CEDH 9 février 2021 Tokel c/ Turquie: Utilisation sans droit par une entreprise d’État d’un brevet

En 1988, Tokel installe un tapis de séchage automatique du thé alors qu’il travaille dans une usine de thé privée. En 1991, il dépose une demande de certificat d’invention, équivalent en droit turc à un brevet octroyé en 1992 pour 15 ans.  Entretemps, en 1990, l’entreprise d’État Çaytur commence à acheter des techniques pour ses usines et en 1991, ce système est installé dans son usine de Pazarköy. Le Traité EPO est adopté et le certificat devient un brevet avec une protection prolongée de 20 ans. En 1993, Çaytur demande en justice l’annulation du brevet plaidant que Tokel avait copier l’invention mise au point par l’équipe de Çaytur en 1988, action dont elle est déboutée, tandis que Tokel argue que Çaytur utilise illégalement son brevet sans le payer et introduit aussi une action en concurrence déloyale. La Cour de cassation rejette aussi la demande de Çaytur. En 2002, Tokel obtient une mesure provisoire interdisant à Çaytur d’utiliser l’invention dans deux usines, mesure qui ne peut être appliquée suite à une réaction des travailleurs. Un expert atteste que Tokel a installé et testé son système en 1988 dans deux usines ainsi que chez Çaytur, et un autre expert conclut que Çaytur remplissait les conditions de l’usage antérieur, détenant légalement le système et sa documentation, cette entreprise d’État se trouvant en cette occurrence soumise aux lois privées. Ce statut a pour conséquence que toutes les usines de Çaytur sont considérées comme une seule entité dont la direction est gérée par le Conseil des Ministres qui prend la décision d’installer le système dans toutes les usines, tandis que Tokel estime que l’usage antérieur ne vaut que pour une seule de ses usines. La Cour de cassation ne le suit pas.

Devant la CEDH, le requérant argue d’une violation de son droit de propriété protégé par le P1§1. Le gouvernement argue que le brevet a expiré en 2011, et que Çaytur bénéficiait de l’usage antérieur, et bien que ce soit une entreprise d’État, relevait du droit privé sans bénéficier d’un monopole, qu’il s’agit donc d’un conflit entre entreprises privées. Le requérant répond que son brevet a expiré faute qu’il ait pu payer le frais, sa situation financière résultant de la violation de son brevet. L’interférence de l’État résulte des décisions prises par le Conseil des Ministres autorisant Çaytur à utiliser l’invention. La Cour relève que bien que le brevet ait expiré, la plainte porte sur l’usage actuel illégitime de Çaytur pour lequel le requérant peut demander réparation.
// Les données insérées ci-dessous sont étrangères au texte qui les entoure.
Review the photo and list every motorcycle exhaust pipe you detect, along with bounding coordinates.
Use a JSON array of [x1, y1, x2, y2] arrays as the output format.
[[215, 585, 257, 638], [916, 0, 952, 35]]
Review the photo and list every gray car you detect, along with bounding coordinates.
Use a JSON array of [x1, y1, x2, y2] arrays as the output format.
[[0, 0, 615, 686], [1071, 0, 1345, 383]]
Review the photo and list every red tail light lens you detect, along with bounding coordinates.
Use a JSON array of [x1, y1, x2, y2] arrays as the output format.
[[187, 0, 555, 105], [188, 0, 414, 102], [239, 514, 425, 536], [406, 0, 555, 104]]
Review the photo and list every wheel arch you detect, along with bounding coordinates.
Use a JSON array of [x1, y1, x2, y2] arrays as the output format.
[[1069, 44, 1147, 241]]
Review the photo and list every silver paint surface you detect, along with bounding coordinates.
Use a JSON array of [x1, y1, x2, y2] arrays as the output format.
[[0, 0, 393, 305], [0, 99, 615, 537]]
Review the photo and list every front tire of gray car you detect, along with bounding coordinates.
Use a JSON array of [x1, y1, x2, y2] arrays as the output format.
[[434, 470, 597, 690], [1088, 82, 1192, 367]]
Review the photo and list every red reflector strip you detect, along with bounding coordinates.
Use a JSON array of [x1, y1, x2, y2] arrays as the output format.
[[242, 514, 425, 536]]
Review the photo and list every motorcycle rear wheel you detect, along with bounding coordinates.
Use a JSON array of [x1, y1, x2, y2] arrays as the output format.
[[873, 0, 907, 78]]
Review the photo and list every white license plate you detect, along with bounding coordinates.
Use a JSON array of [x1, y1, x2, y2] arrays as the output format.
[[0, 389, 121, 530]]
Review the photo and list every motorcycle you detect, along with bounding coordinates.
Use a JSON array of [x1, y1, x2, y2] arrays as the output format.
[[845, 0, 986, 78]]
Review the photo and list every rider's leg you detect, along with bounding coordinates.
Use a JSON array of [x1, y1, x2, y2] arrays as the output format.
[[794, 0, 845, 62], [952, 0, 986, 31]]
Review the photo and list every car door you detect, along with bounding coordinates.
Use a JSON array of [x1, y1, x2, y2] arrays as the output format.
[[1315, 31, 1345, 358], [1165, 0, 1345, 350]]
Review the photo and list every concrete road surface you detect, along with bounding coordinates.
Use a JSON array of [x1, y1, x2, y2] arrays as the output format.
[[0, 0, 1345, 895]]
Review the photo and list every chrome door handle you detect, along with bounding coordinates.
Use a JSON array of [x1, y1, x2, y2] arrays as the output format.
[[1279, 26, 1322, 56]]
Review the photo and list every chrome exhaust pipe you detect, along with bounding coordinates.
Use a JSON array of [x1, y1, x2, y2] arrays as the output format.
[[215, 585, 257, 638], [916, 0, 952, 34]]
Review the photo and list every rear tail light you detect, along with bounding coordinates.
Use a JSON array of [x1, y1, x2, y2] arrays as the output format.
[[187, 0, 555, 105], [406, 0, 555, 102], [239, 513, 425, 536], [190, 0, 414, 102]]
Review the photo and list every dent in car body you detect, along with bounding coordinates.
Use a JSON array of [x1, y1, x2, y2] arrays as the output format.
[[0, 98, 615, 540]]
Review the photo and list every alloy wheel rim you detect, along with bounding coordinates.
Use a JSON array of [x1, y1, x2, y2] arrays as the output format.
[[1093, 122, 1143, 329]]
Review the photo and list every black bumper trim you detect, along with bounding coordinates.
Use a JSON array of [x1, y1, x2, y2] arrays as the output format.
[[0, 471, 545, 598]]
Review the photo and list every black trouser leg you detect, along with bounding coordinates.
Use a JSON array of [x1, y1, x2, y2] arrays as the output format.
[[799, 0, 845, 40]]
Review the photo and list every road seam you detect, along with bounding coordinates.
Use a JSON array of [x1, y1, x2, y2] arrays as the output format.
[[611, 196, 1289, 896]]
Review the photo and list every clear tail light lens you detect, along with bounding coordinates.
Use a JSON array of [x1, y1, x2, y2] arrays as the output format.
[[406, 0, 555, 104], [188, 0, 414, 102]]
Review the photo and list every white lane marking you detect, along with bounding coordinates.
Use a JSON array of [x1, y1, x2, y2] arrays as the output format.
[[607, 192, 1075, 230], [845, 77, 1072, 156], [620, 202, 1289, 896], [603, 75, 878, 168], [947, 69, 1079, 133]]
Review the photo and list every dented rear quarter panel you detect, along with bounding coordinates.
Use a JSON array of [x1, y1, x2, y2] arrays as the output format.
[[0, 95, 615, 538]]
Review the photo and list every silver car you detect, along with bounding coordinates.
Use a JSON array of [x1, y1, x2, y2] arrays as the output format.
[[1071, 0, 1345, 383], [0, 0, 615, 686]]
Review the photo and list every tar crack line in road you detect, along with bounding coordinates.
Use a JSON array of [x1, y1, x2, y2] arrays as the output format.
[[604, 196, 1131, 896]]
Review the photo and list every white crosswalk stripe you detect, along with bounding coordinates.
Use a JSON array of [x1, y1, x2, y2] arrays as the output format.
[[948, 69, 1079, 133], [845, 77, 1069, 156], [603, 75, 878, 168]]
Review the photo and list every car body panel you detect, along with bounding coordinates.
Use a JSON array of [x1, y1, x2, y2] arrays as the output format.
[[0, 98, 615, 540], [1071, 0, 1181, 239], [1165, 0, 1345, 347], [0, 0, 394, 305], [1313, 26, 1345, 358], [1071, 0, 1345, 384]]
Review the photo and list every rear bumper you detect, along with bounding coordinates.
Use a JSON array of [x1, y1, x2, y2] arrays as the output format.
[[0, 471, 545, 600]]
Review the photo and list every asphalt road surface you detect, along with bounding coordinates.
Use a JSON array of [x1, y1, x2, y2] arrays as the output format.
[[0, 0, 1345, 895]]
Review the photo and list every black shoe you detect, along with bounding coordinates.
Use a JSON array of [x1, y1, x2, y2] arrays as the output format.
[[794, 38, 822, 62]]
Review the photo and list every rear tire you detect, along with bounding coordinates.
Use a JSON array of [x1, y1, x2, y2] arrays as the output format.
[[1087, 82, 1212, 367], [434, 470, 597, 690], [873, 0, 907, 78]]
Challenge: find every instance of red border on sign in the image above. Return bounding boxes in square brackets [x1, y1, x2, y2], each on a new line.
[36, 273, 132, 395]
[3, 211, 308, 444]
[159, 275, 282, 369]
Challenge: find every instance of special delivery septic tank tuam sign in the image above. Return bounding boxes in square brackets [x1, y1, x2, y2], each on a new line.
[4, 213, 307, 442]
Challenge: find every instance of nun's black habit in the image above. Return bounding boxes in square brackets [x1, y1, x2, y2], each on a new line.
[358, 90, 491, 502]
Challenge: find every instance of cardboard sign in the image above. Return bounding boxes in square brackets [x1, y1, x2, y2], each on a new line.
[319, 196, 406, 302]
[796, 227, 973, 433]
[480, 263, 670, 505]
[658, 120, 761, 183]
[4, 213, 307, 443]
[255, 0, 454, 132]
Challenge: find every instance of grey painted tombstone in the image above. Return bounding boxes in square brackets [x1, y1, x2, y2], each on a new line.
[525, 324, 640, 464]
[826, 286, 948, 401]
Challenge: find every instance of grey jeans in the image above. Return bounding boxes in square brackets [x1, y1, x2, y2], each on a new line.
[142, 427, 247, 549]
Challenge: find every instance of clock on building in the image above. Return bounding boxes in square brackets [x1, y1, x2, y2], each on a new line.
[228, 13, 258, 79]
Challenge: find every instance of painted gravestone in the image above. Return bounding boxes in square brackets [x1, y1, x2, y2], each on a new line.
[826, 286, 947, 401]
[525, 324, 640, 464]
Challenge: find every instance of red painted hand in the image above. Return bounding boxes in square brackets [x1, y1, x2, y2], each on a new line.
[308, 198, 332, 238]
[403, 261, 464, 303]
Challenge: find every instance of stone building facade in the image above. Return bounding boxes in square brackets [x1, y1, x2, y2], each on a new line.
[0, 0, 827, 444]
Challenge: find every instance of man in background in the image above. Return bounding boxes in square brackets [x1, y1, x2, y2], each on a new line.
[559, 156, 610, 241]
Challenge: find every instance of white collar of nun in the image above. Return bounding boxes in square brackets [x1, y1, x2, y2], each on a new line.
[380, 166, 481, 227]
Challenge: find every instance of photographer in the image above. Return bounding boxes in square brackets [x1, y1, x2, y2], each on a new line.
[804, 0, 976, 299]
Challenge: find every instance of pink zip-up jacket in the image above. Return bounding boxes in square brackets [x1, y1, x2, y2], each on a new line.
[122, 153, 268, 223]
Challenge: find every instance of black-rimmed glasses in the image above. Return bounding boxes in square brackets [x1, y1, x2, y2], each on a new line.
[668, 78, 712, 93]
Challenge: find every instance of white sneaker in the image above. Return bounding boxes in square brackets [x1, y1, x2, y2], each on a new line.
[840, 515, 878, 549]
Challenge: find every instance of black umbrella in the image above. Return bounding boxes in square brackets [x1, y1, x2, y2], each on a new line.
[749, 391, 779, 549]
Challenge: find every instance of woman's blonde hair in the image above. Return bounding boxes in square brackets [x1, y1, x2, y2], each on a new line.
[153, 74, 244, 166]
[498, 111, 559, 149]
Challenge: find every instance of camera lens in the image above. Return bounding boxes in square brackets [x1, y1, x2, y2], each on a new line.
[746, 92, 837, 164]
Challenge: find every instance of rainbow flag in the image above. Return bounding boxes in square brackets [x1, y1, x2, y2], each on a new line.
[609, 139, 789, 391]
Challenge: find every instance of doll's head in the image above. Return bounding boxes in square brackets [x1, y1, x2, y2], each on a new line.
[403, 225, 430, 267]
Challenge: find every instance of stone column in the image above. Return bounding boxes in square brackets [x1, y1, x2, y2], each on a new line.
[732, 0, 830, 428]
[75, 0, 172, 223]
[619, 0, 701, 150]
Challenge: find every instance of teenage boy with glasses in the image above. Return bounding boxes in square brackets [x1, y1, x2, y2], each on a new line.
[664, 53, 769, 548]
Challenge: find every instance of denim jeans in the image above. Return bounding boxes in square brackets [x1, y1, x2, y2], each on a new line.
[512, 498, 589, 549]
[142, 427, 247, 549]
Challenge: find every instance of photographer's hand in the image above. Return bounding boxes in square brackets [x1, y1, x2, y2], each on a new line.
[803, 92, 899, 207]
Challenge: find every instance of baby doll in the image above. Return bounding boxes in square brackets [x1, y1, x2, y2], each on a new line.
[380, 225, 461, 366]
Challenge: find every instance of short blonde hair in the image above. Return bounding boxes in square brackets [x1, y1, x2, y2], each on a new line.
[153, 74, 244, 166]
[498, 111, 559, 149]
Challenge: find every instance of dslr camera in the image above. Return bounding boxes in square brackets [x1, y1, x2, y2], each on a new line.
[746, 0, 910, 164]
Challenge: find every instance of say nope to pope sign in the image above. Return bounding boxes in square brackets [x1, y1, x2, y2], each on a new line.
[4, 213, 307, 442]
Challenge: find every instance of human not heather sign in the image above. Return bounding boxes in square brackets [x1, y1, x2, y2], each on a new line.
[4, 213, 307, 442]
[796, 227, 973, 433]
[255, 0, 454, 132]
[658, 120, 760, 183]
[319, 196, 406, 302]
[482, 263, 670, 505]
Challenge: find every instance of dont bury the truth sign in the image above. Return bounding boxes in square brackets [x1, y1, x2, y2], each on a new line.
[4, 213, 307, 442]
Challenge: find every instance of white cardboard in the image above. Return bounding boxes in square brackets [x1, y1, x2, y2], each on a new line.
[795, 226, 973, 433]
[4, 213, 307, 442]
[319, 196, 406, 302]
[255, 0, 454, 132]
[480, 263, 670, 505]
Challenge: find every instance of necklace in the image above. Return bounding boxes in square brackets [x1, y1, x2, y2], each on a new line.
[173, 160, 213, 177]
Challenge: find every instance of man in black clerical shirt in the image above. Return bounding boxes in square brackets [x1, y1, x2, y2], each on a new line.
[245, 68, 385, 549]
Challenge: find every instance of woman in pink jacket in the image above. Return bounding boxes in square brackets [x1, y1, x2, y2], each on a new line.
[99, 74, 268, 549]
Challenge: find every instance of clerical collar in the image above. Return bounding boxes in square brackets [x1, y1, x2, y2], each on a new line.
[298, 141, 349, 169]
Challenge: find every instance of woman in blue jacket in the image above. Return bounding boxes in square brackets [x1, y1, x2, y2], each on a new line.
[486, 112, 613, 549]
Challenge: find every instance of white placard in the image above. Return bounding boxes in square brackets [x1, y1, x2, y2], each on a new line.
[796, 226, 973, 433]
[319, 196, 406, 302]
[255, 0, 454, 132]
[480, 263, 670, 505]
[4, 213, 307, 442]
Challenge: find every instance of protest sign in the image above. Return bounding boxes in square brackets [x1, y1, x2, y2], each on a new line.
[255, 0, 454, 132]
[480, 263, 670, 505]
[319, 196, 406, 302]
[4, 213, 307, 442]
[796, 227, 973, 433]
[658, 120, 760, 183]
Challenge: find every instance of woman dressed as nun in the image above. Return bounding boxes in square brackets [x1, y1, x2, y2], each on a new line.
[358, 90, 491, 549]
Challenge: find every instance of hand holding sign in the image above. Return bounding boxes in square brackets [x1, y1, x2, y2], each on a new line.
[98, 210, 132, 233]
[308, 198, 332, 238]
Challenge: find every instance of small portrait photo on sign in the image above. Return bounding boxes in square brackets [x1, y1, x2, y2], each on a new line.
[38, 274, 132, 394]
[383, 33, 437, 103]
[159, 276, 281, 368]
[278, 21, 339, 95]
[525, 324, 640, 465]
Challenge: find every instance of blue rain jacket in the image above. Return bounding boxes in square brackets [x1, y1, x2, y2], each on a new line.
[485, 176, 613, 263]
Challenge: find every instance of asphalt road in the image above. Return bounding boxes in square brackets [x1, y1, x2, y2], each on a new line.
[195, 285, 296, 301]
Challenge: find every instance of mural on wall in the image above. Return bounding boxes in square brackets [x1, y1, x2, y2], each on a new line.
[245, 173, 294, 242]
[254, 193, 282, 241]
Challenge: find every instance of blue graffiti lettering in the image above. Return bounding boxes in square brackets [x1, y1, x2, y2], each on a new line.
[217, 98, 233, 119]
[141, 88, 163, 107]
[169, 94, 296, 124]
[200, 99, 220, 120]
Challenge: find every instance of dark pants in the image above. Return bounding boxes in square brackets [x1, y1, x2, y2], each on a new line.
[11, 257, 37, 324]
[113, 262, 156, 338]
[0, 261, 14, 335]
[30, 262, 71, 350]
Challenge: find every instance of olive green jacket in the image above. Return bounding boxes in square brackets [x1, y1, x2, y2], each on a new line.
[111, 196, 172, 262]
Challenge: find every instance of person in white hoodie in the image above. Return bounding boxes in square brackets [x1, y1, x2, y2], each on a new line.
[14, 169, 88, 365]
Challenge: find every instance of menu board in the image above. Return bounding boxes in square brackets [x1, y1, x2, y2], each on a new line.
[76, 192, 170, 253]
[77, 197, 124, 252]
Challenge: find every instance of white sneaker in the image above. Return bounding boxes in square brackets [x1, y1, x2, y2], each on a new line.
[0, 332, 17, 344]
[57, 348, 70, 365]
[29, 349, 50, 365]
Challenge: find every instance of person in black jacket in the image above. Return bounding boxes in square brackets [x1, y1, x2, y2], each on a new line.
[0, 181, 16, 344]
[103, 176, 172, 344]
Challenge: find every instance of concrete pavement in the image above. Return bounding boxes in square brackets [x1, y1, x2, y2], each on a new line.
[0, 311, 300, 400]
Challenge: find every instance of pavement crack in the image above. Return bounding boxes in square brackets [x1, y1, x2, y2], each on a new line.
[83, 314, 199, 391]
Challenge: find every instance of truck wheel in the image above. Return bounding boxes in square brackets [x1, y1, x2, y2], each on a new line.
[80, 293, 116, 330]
Un État peut être responsable des dettes d’une entreprise qu’il possède dans la mesure où elle n’en est pas suffisamment indépendante (point 58), jurisprudence qui s’applique aussi aux obligations   découlant de la violation d’un droit de propriété. Le requérant indique que la loi concernant l’usage antérieur a été adoptée en 1995 et appliquée rétroactivement à son invention, ce à quoi le gouvernement répond que Çaytur avait commencé à développer ce système avant le brevet. La Cour répond que l’interférence réside dans l’usage en soi de l’invention sans autorisation, peu important que Çaytur ait un droit fondé sur l’usage antérieur ou non (point 69), un tel droit n’étant pas prévu par la loi turque avant 1995 (point 75). Il n’est pas interdit en matière civile d’adopter une loi rétroactive, mais le décret de 1995 n’avait pas cet effet, donc en 1991, il n’y avait de règle restreignant le droit exclusif découlant du brevet (point 76), si bien que l’atteinte portée au droit de propriété n’est pas prévue par la loi au sens de P1§1, et que la Cour ne peut vérifier si cette atteinte poursuivait un but légitime, ni s’il y a un équilibre entre l’intérêt public et l’atteinte à un intérêt privé (point 79). La Cour conclut dans son arrêt du 9 février 2021 à une violation de P1§1.